Wir vom Vorstand sind uns der Verantwortung für die VfL-Mitglieder voll bewusst und wir haben uns der strategischen  und demografischen Entwicklung zu stellen. Dass der eingeschlagene Weg richtig ist, beweisen 37 erfolgreiche Sportvereinszentren in Baden-Württemberg.

 

So wie sich das Projekt momentan in die Länge zieht lässt der Baubeginn auf sich warten. Dürfen wir doch gespannt sein, wie sich die offenen Fragen entwickeln und darstellen. Wir sind weiterhin bemüht ein gutes Miteinander zu schaffen, hoffen dass unsere Liegenschaften durchhalten und alle mit der jetzigen Situation umgehen können.

 

Doris Imrich

  

 

 

Der VfL plant seine Zukunft: Das Sportvereinszentrum

Ergebnis der außerordentlichen Mitgliederversammlung am 9. Dezember 2011:

61,25 Prozent der anwesenden Mitglieder stimmten für folgenden Beschlussantrag:

"Der VfL Kirchheim soll ein Sportvereinszentrum mit einem Investitionsvolumen in Höhe von ca. 4,3 Millionen Euro brutto auf der Grundlage des vorliegenden Planentwurfs errichten. Es soll eine Fremdkapitalaufnahme von ca. 4,3 Millionen Euro zur Finanzierung des Sportvereinszentrums erfolgen. Die Vereinsgaststätte mit Kegelbahnen und Gymnastikhalle soll an die Stadt Kirchheim veräußert und von der Stadt Kirchheim im Tausch ein Grundstückim Wege des Erbbaurechts zum Bau eines Sportvereinszentrums erworben werden. Der Vorstand wird ermächtigt, alle im Zusammenhang mit dem Bauvorhaben erforderlichen Verträge zu schließen und Maßnahmen zu treffen, um das Projekt sach- und zeitgerecht zu erstellen.

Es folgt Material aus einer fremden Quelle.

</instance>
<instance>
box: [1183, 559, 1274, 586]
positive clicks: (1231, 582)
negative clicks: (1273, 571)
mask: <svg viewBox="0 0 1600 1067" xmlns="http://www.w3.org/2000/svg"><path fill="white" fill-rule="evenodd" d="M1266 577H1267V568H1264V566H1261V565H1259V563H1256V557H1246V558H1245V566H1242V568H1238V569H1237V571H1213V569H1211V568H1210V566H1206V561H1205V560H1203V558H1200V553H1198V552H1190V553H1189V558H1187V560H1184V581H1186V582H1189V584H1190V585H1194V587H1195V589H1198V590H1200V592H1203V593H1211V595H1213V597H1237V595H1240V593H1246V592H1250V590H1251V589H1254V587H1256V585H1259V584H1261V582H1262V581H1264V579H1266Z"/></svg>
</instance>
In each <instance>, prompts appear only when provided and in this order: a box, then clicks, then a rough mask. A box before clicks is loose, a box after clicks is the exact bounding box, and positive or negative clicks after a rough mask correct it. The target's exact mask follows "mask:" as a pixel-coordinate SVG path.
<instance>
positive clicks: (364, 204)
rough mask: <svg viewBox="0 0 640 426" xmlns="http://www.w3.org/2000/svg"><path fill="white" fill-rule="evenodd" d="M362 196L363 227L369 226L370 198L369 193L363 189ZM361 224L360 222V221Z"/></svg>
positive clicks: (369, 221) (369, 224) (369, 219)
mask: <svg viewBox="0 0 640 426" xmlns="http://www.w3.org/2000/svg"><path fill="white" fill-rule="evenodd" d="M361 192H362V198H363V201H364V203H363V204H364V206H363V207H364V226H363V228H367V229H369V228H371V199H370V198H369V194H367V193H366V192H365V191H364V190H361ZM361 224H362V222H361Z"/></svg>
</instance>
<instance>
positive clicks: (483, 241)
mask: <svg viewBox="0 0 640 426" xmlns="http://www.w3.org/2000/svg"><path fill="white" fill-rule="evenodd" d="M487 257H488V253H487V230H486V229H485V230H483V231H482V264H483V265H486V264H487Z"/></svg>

Dieser Beschluss gilt für den Fall, dass eine Bürgschaft der Stadt Kirchheim bewilligt wird, der Grundstückserwerb (Erbbaurechtsbestellung) für den Bau mit der Stadt Kirchheim zustande kommt und die erforderlichen Darlehen von den Kreditinstituten bewilligt werden.

Wird eine der Voraussetzungen nicht erfüllt, ist der Beschluss hinfällig.! "

Von den 160 anwesenden stimmberechtigten Mitgliedern stimmten 98 für den Antrag, 61 stimmten dagegen, es gab eine Enthaltung. Das ist eine komfortable Mehrheit für die Ausrichtung des VfL Kirchheim auf zukünftige Entwicklungen.

So könnte das neue Sporvereinszentrum aussehen

Wie kam es überhaupt zu der Idee zum Bau eines Sportvereinszentrums:

Sportentwicklungsplanung der Stadt Kirchheim

Bereits vor über 2 Jahren hat sich eine Kommission, bestehend aus Vertretern der Kommunalpolitik und aller Kirchheimer Sportvereinen, unter Anleitung des Sportinstituts IKPS und des Württembergischen Landessportbunds über die Ausgestaltung des zukünftigen Sportangebots in Kirchheim und Umgebung gemacht. Es wurden Handlungsempfehlungen für die Stadt Kirchheim und die Sportvereine erarbeitet, deren Umsetzung nach und nach angegangen werden soll. Eine zentrale Handlungsempfehlung befasste sich mit dem Sportareal an der Jesinger Allee:

Sportpark und Sportvereinszentrum

Die Sportanlagen an der Jesinger Allee, der Heimat des VfL Kirchheim, sollen in Teilen umgebaut werden, so dass ein Sportpark entstehen kann, in dem alle sportbegeisterten Bürgerinnen und Bürger Kirchheims sich aufhalten können. Dieses Projekt wird unter der Leitung der Stadt Kirchheim bearbeitet, in enger Zusammenarbeit mit den auf dem Gelände Sport treibenden Vereinen.

Hand in Hand mit dem Sportpark soll ein weiteres Großprojekt umgesetzt werden: Ein Sportvereinszentrum. In enger Abstimmung zwischen Württembergischem Landessportbund, der Stadtverwaltung Kirchheim und einer vom VfL dafür gegründeten Zukunftswerkstatt, an der Mitglieder aus allen VfL-Abteilungen mitwirken können, entstehen aktuell Pläne, wie dieses Sportvereinszentrum aussehen könnte. Ideen und Beispiele anderer Großvereine gibt es genug - diese in eine Kirchheimer Lösung zu integrieren ist eine Herausforderung, der sich alle Beteiligten konstruktiv stellen.